Algorithms & Complexities
Algorithms and Complexities play a fundamental role in this project, as algorithms are used throughout, and the complexities of these algorithms have a direct impact on the performance of the application.
Algorithms
- BM25: This algorithm is used to score items based on a search query. It gives a score to each item based on an advanced algorithm designed to give the most relevant results a higher score. The scores are then used to filter out items that are not relevant to the search query. Citations are in the files.
- Used in the QueryFilter and MyBM25 classes.
- Why it was chosen
- Allowed for custom weighting of different fields.
- Deals with overuse of terms with saturation.
- Deals with long vs short content.
- Widely used and lots of documentation on the algorithm and implementation in java.
- Implementation Details
- An analyzer was built that tokenized the query from 2 to 5 characters. This allowed for typos to not be penalized too hard, while still giving better scores to items with longer matches. The analyzer also removes stop words (common English words such as ‘the’, ‘a’, etc.).
- Directory is all in RAM, as data is loaded in from objects in memory, and the access is faster.
- When filtering, the highest score is found, and items with scores less than 15% of the highest score are filtered out. This allows for precise queries to have fewer results, while broad queries can have many results.
- Sieve of Eratosthenes: This algorithm is used to generate a prime number to use for the universal hashing in
ItemHashMap. The algorithm is used in the SieveOfEratosthenes class. Original code is from the modules for the course.
- Why it was chosen
- I needed a large prime number for the universal hashing.
- The code was simple to implement and alter to work for my needs.
- Implementation Details
- Uses a
BitSet rather than a boolean array to save space, as the size of the sieve is quite large (100 million).
- Complexity:
- Time Complexity: O(n \log \log n)
- Space Complexity: O(n)
- Dijkstra’s Algorithm: This algorithm is used to find the shortest path between two items in the
SimilarItemsGraph. It is used in the SimilarItemsGraph class. The implementation is based on the standard Dijkstra’s algorithm, with some modifications to work with the SimilarItemsGraph. The use is to find the top similar items to another given item. Citations are in the files.
- Why it was chosen
- The goal I am looking for is the most similar items to my item, and this can be found easily with Dijkstra’s algorithm.
- Implementation Details
- With 961 items, there are
961 choose 2 or 461280 possible edges. A script was run in Edge Analysis to find the 95th percentile of edge weights, and only edges with weights above this threshold were added to the graph. Filling the graph still takes a long time, as each edge requires a similarity score to be calculated before the map can reject the edge.
- Complexity:
- Time Complexity:
O((V + E) log V) where V is the number of items and E is the number of edges in the graph.
- Space Complexity:
O(V + E) for the graph representation. O(V) for the priority queue and the distance map used in the algorithm.
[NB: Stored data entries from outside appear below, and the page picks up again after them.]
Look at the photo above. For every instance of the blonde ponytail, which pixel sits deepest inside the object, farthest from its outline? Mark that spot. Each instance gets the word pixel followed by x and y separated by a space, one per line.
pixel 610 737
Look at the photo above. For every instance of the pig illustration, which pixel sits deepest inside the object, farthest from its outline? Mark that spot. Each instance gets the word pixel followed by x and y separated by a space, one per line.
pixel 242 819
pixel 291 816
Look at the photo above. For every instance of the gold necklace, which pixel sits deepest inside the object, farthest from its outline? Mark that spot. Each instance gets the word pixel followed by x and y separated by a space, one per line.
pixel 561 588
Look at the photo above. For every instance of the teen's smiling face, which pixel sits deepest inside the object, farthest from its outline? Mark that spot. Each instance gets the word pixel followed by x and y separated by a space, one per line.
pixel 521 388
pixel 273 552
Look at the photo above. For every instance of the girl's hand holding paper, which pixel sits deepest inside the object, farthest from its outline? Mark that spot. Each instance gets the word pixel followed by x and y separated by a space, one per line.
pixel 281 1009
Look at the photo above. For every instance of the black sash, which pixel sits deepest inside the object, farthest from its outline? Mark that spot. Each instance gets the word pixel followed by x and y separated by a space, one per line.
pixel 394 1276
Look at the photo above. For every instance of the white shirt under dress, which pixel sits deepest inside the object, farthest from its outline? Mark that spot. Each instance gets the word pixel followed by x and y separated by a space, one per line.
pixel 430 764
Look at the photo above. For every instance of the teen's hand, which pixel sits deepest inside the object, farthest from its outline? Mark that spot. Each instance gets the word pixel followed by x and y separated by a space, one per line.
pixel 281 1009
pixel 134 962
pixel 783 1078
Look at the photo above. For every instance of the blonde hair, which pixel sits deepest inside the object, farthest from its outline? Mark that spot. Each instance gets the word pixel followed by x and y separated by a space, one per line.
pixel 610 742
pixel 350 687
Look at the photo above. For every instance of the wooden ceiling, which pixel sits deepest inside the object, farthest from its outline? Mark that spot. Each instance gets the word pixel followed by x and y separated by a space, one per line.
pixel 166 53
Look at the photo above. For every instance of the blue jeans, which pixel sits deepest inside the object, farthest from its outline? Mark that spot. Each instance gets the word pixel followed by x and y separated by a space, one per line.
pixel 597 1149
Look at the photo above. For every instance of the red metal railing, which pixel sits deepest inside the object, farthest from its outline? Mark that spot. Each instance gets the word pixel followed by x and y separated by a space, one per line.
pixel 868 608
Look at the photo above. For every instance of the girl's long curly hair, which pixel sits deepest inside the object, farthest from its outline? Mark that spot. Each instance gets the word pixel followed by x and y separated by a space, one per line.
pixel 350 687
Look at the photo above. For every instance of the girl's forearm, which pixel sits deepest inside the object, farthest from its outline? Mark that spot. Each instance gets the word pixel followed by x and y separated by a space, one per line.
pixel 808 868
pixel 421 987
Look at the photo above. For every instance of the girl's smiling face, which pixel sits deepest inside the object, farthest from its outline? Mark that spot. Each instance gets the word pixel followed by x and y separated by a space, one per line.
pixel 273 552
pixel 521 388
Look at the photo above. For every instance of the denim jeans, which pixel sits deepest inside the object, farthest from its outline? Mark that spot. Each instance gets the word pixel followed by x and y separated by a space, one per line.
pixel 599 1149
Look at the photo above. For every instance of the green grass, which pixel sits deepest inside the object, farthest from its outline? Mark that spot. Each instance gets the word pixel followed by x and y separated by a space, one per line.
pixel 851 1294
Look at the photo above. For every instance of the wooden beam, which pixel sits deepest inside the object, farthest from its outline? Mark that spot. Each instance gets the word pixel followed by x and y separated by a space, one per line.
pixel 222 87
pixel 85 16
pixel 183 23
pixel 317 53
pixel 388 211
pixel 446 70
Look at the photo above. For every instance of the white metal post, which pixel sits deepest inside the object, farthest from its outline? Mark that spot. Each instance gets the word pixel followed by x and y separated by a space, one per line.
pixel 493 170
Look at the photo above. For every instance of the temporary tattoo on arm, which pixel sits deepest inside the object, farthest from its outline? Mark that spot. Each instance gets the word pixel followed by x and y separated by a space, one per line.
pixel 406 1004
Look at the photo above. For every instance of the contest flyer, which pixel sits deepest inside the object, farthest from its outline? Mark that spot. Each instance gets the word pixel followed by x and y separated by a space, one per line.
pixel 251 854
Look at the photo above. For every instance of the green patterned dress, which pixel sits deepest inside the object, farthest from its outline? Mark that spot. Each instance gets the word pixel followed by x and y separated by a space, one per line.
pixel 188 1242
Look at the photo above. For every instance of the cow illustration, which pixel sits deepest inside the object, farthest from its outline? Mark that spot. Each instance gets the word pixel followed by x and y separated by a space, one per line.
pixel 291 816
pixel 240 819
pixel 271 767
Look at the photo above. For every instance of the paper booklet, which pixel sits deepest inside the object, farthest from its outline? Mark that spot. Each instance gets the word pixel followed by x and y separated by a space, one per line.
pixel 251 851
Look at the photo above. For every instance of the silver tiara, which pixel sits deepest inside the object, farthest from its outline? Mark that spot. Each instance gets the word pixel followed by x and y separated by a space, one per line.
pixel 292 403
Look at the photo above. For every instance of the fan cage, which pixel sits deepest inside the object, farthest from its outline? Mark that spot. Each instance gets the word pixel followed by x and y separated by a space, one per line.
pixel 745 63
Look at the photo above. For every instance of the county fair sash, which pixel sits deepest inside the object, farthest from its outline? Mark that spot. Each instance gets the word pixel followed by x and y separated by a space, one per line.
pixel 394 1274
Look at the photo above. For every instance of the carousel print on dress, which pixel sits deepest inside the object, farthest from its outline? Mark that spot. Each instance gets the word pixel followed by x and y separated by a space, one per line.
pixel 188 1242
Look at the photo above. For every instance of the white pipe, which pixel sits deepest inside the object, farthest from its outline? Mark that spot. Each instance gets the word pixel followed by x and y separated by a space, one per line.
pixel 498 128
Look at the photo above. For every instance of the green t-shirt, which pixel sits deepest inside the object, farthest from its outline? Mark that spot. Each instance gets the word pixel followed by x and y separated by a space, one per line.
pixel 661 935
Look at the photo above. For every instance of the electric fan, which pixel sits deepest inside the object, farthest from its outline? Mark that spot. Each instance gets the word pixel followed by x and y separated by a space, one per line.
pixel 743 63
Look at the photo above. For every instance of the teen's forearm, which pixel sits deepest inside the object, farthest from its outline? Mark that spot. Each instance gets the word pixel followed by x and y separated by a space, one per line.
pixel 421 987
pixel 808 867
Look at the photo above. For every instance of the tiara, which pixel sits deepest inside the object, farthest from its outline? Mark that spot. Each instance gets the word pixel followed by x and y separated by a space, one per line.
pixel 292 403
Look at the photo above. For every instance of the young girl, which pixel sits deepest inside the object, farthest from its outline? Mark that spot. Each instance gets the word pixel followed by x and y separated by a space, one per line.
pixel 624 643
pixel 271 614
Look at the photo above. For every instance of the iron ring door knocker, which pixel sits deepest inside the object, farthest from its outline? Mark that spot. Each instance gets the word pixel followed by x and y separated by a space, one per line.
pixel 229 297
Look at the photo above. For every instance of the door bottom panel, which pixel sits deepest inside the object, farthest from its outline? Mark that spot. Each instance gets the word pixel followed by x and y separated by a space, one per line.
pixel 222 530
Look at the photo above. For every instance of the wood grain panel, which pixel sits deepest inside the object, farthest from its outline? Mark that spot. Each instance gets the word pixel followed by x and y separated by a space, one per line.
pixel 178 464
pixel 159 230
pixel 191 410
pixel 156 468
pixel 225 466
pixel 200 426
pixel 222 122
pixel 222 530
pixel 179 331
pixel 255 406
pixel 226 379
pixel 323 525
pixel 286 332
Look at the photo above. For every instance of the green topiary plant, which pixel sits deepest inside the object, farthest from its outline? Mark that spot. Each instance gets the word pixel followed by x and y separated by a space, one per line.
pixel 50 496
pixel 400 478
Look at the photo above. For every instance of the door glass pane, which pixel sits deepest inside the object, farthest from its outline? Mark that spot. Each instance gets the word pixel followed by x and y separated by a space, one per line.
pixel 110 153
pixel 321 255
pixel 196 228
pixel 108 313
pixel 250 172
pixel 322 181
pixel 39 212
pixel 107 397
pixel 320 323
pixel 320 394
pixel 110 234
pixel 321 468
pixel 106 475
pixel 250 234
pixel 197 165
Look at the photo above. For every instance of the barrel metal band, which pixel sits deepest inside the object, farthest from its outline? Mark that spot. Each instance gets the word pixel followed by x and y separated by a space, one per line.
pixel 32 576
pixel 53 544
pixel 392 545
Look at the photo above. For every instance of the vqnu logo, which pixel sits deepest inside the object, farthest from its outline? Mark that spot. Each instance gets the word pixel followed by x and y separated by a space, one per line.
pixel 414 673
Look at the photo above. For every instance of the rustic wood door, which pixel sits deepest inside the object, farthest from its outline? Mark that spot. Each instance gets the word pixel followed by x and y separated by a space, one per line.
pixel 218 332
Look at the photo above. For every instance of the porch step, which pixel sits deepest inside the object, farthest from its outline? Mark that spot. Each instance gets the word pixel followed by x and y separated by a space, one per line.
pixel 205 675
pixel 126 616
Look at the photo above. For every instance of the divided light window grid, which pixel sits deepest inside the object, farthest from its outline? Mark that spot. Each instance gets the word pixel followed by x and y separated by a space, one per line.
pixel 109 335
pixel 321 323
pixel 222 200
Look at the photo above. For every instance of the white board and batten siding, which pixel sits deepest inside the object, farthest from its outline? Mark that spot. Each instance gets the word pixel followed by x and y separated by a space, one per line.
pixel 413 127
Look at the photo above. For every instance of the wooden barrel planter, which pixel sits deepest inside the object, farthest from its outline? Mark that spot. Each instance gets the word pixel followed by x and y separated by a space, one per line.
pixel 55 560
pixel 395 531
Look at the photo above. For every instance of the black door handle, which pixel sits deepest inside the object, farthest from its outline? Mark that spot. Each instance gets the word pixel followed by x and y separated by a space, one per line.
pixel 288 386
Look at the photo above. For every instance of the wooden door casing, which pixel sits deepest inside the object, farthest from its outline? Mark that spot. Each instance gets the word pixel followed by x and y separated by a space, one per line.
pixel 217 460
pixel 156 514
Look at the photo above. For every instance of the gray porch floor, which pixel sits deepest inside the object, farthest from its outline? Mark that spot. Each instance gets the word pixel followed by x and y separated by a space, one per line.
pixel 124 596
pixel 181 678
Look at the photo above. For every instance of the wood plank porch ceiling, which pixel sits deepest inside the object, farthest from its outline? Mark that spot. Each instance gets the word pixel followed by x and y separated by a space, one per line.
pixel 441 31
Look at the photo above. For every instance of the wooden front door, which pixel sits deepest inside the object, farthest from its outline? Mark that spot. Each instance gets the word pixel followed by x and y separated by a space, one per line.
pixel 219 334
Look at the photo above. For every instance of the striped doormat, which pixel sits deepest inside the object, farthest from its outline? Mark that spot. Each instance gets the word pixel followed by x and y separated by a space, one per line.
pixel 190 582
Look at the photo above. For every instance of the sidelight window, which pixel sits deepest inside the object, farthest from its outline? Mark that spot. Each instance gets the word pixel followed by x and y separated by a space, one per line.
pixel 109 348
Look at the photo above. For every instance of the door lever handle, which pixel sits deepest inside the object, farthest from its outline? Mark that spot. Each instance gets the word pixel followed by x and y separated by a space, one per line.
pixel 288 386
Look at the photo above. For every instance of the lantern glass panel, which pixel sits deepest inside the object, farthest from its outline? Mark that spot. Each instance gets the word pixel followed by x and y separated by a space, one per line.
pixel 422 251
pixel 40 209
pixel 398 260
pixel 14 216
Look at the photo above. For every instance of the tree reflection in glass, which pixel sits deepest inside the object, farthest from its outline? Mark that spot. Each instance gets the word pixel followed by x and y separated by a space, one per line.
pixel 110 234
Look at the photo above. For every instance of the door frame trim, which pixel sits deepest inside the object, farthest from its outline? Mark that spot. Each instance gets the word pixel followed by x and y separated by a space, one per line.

- Universal Hashing: This is used in the
IdHashKey class to generate hash codes for items based on their IDs. Before the hash code is generated, the ID is first collapsed into a number by a Rabin-Karp rolling hash. Original code for the hashing is from the modules for the course, but I altered it to work for my needs.
- Why it was chosen
- Universal hashing shows better performance in terms of collisions. While it is possible for a hash function here to have more collisions than the standard
String.hashCode(), in many cases it gives fewer collisions.
- Implementation Details
- A large prime number is generated using the Sieve of Eratosthenes algorithm, and this prime number is used in the hash function. The hash code is generated by first collapsing the ID into a number using a Rabin-Karp rolling hash, and then applying the universal hashing formula to generate the final hash code.
- Complexity:
- Time Complexity:
O(n) where n is the length of the ID string, as each character in the ID needs to be processed before universal hashing can be applied.
- Space Complexity:
O(1). It saves a few numerical values temporarily during the algorithm.
- Rabin-Karp Rolling Hash: This is used in the
IdHashKey class to collapse the ID string into a number before applying universal hashing. Citation is in the file.
- Why it was chosen
- A simple method was needed to convert the ID string into a number in order for universal hashing to be applied. The Rabin-Karp rolling hash is a simple and efficient way to do this.
- It uses a single pass through the string.
- Implementation Details
- The allowed characters are all ASCII character from
! to ~. BigInteger is used, so overflow should be avoided even with larger numbers.
- Red-Black Tree Search: This is used in the
PriceTree class to find item indexes based on price. The PriceTree class is a red-black tree that stores items based on their price, and allows for efficient searching of items within a certain price range.
- Why it was chosen
- The
TreeMap class in Java already implemented the red-black tree and provides a subMap method that allows for efficient searching of items within a certain price range. This made it a convenient choice for implementing the price filter.
- Implementation Details
- Nodes in the tree store an item’s price as the key, and an item index as the value. This allows for an array of item indexes to be returned. The algorithm here is just doing many traversals of the tree, with the successor algorithm being used.
- Complexity:
- Time Complexity:
O(log n) where n is the number of unique prices in the tree.
- Space Complexity:
O(n) for storing the items in the tree. The search itself uses O(k) space to store the results.